Caring for our carers
There is a need for action to better value and invest in care, and all those who provide it. Right now, too many women – because they almost all are – live in poverty because they look after someone. Without the people who care for our children, our sick, elderly or disabled, our economy and country would grind to a halt, yet carers’ contributions to our society remain largely invisible.
The Make Care Fair Coalition has laid out a range of policy options aimed at tackling this systemic issue, but an immediate priority must be addressing Welsh childcare provision.
More than two years on from the world declaring that coal was being consigned to history at the global climate summit COP26, it’s deeply concerning that it’s being left to the courts to decide on whether plans to expand coal mining in Wales should proceed.
Last year, Oxfam Cymru research revealed that a lack of affordable, available childcare is trapping parents in poverty or leaving them on the precipice of poverty while also having significant impacts on parents’ mental health, careers and future family plans.
Both candidates have repeated the Welsh Government’s existing pledge to expand childcare provision to all two-year-olds in Wales but have offered little detail on when and how this will happen.
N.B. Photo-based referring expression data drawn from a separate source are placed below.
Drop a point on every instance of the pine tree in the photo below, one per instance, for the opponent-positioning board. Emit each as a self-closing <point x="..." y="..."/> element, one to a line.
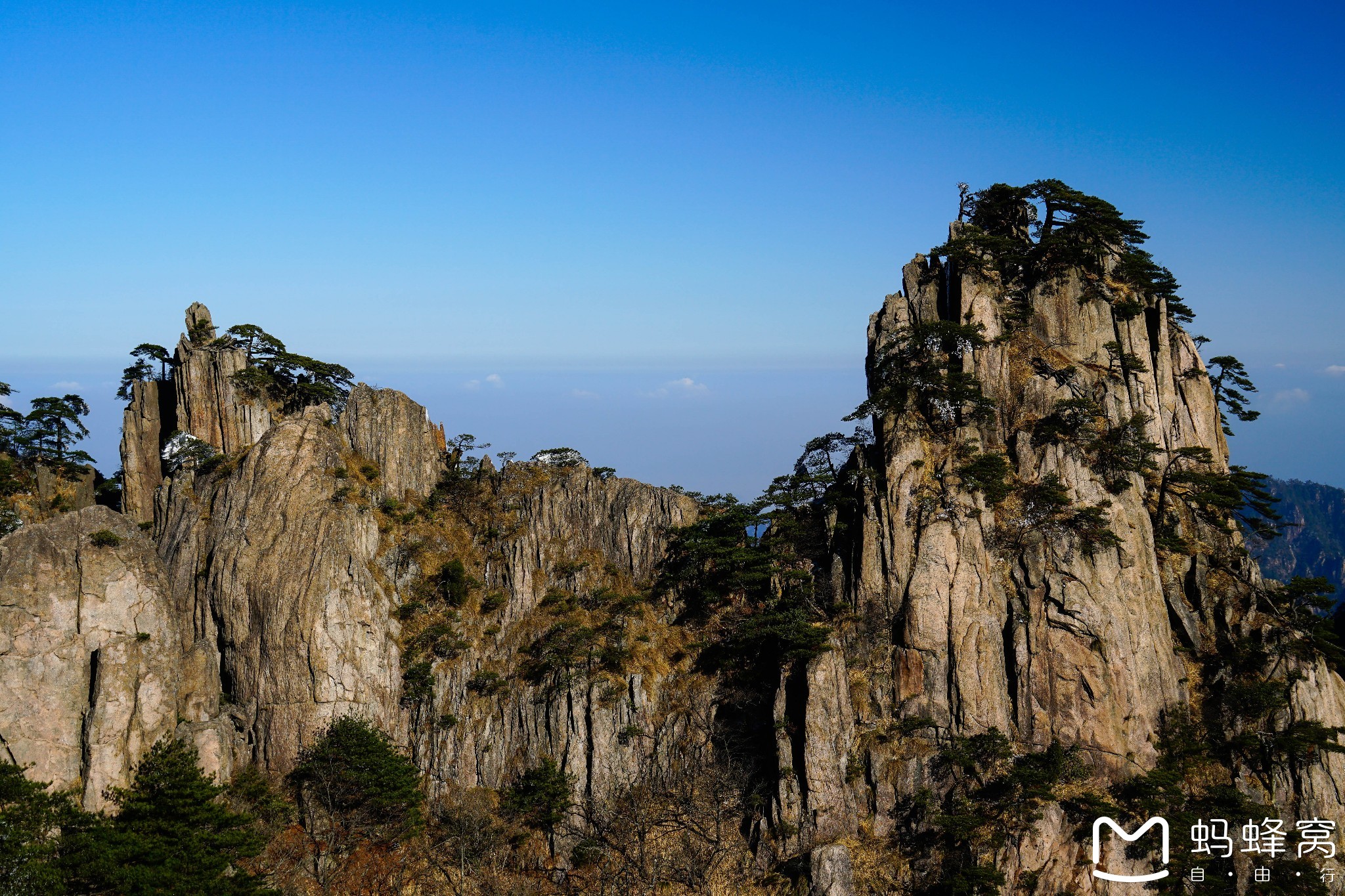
<point x="142" y="368"/>
<point x="354" y="793"/>
<point x="170" y="834"/>
<point x="30" y="820"/>
<point x="1228" y="383"/>
<point x="51" y="427"/>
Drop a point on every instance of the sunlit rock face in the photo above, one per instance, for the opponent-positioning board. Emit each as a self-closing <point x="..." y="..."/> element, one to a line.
<point x="91" y="656"/>
<point x="1039" y="639"/>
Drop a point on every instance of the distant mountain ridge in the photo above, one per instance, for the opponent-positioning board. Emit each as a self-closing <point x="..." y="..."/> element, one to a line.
<point x="1314" y="542"/>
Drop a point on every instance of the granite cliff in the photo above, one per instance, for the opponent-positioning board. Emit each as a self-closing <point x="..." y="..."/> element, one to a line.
<point x="1023" y="550"/>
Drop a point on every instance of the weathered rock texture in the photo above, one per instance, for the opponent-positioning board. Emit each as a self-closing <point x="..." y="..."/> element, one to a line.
<point x="567" y="517"/>
<point x="89" y="652"/>
<point x="283" y="575"/>
<point x="396" y="433"/>
<point x="143" y="431"/>
<point x="282" y="580"/>
<point x="209" y="405"/>
<point x="1040" y="641"/>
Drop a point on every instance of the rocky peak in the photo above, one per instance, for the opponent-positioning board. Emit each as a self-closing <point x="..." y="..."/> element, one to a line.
<point x="389" y="429"/>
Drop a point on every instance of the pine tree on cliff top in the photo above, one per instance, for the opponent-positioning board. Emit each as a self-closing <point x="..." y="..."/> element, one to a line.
<point x="171" y="834"/>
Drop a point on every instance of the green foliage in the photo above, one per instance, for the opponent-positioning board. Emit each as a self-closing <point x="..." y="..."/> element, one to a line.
<point x="1215" y="498"/>
<point x="30" y="825"/>
<point x="351" y="785"/>
<point x="1030" y="237"/>
<point x="778" y="636"/>
<point x="142" y="368"/>
<point x="104" y="539"/>
<point x="183" y="450"/>
<point x="1046" y="509"/>
<point x="988" y="473"/>
<point x="1070" y="422"/>
<point x="562" y="457"/>
<point x="1228" y="386"/>
<point x="992" y="798"/>
<point x="10" y="522"/>
<point x="49" y="431"/>
<point x="1122" y="449"/>
<point x="170" y="834"/>
<point x="459" y="454"/>
<point x="560" y="652"/>
<point x="452" y="584"/>
<point x="294" y="382"/>
<point x="1143" y="274"/>
<point x="717" y="557"/>
<point x="798" y="504"/>
<point x="919" y="367"/>
<point x="540" y="797"/>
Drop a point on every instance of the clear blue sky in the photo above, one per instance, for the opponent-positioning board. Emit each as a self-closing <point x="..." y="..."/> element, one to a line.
<point x="609" y="199"/>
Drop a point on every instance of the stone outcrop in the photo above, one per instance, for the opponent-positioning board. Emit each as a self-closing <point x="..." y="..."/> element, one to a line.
<point x="387" y="427"/>
<point x="91" y="656"/>
<point x="143" y="431"/>
<point x="283" y="578"/>
<point x="569" y="517"/>
<point x="280" y="578"/>
<point x="209" y="405"/>
<point x="1044" y="641"/>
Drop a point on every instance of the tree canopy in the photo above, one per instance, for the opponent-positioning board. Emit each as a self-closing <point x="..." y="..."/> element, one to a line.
<point x="170" y="834"/>
<point x="142" y="368"/>
<point x="1029" y="237"/>
<point x="291" y="381"/>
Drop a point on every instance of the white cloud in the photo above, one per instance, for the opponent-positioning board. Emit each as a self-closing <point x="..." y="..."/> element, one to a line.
<point x="684" y="386"/>
<point x="494" y="379"/>
<point x="1286" y="398"/>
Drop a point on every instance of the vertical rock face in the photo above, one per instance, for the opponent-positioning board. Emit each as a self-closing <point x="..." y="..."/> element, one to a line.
<point x="282" y="580"/>
<point x="395" y="431"/>
<point x="76" y="490"/>
<point x="89" y="652"/>
<point x="571" y="517"/>
<point x="143" y="431"/>
<point x="209" y="405"/>
<point x="1040" y="640"/>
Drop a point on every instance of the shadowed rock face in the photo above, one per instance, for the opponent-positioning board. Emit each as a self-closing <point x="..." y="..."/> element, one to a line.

What’s really needed is a new childcare roadmap for Wales, guided by a new Independent Expert Advisory Group, which ensures that any future provision delivers for both parents and providers and is underpinned by the sustained investment so sorely needed.
Re-establishing crumbling climate credibility
The third key test is ensuring that Wales meets its legally binding climate change targets. Around the world, climate breakdown created by rich countries, like Wales, is crippling national economies while droughts, cyclones and floods force people from their homes.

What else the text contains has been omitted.